Here we present a walk-through of using the SPARSE-MOD SEIR Model. SEIR stands for the *numbers* (not fractions) of Susceptible-Exposed-Infectious-Removed hosts, which define the state variables of the model. The differential equations of this model are:
\begin{align}
    \frac{dS}{dt} &= \overbrace{\mu N}^{\text{Reproduction}} - \overbrace{\hat{\beta} S I}^{\text{Transmission}} - \overbrace{\mu S}^{\text{Natural Mortality}} \\
    \frac{dE}{dt} &= \hat{\beta} S I - \overbrace{(\delta + \mu) E}^{\text{Latency and Mortality}} \\
    \frac{dI}{dt} &= \delta E - \overbrace{(\gamma + \mu) I}^{\text{Recovery and Mortality}} \\
    \frac{dR}{dt} &= \gamma I - \mu R
\end{align}

In this classical model, Susceptible individuals become exposed to the pathogen, moving to the Exposed class. There is a period of latency or incubation ($1/\delta$) before the hosts become Infectious. Infectious hosts can then recover from the pathogen at an average rate of $1/\gamma$, in which case we assume the Recovered individuals are immune to the pathogen for life. The model includes host demography, in which we assume that birth rate is equal to death rate which is equal to $\mu$. This ensures that the local population size remains constant through time (not accounting for temporary migration events in the SPARSEMODr framework).^[See [our vignette on key features of SPARSEMODr, including migration dynamics](key-features.html) for more general details of the SPARSEMODr package.]
The model also assumes that all host classes contribute to reproduction and that offspring are fully susceptible. Finally, the model assumes that mortality is natural and not pathogen-induced. In other words, the pathogen is not meaningfully virulent in terms of host life-expectancy. This model has been typically used for childhood diseases that confer life-long immunity. Note that we also use the notation $\hat{\beta}$ to emphasize that the transmission rate can be modeled as frequency- or density-dependent.^[See [our vignette on key features of SPARSEMODr, including migration dynamics](key-features.html) for more general details of the SPARSEMODr package.]

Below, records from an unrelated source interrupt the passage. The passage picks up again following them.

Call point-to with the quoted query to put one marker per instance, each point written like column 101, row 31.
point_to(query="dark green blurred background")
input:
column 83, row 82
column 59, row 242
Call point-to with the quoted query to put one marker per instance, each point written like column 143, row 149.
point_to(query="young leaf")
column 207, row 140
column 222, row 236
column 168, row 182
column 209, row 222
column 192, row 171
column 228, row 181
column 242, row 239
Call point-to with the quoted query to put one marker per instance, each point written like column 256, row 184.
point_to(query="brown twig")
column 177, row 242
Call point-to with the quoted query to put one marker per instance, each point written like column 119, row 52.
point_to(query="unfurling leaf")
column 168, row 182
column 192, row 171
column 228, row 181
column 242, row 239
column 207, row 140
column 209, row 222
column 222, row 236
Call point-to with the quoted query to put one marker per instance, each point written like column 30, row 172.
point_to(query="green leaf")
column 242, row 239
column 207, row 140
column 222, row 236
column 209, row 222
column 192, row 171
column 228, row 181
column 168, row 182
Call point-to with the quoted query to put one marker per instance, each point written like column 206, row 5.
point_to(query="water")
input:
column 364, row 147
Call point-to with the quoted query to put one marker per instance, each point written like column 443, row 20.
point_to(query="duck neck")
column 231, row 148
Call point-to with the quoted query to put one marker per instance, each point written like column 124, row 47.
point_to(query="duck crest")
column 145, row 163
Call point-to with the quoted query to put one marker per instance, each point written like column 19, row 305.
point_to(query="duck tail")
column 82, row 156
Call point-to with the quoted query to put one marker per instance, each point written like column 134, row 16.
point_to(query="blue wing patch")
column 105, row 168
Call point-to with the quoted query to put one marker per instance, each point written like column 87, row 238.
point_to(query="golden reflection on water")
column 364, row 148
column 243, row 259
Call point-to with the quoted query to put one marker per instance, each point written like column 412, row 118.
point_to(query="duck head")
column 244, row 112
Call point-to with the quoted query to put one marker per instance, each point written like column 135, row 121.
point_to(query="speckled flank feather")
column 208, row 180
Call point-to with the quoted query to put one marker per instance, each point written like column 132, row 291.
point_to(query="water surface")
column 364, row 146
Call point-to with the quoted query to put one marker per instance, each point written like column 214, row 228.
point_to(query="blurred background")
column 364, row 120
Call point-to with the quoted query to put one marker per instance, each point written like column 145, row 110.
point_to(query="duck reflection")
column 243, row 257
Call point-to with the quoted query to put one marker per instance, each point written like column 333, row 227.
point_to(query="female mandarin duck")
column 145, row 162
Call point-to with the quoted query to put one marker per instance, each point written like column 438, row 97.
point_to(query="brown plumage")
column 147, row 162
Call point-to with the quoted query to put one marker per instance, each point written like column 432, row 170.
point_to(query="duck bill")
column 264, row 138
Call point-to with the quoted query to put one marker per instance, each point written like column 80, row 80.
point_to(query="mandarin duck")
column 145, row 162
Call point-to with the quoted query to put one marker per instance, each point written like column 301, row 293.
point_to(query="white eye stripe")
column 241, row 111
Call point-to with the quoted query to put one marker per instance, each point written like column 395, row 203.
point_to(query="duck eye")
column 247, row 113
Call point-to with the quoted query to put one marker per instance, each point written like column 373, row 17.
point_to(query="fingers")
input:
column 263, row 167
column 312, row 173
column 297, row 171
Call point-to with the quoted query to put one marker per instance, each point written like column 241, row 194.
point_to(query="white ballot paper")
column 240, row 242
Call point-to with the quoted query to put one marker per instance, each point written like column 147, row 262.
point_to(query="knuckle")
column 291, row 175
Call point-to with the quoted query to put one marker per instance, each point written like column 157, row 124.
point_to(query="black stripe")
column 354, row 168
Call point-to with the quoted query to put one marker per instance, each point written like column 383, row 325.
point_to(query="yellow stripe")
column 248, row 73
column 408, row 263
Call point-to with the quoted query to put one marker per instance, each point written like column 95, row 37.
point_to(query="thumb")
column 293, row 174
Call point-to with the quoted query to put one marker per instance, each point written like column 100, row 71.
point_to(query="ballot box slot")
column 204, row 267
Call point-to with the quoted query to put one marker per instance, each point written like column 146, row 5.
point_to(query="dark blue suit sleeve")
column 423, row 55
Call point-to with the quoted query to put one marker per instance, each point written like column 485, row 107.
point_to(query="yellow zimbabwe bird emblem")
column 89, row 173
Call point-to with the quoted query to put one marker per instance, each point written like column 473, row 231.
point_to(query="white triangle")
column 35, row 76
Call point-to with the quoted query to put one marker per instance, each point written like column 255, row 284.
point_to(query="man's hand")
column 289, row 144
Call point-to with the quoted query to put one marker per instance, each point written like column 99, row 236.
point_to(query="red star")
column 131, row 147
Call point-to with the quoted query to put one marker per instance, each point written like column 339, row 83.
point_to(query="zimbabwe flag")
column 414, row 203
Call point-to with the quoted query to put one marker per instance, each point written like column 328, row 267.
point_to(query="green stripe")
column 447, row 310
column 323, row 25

**In this example, we will demonstrate how we can use the time-windows feature to implement seasonality in transmission rates that can generate sustained oscillations in pathogen prevalence in this SEIR model with host demography.**  

### Generating a synthetic meta-population

First, we will generate some data that describes the meta-population^[A set of distinct, focal populations that are connected by migration] of interest. Note that this is the same set-up as [the SPARSEMODr COVID-19 model vignette](covid-19-model.html).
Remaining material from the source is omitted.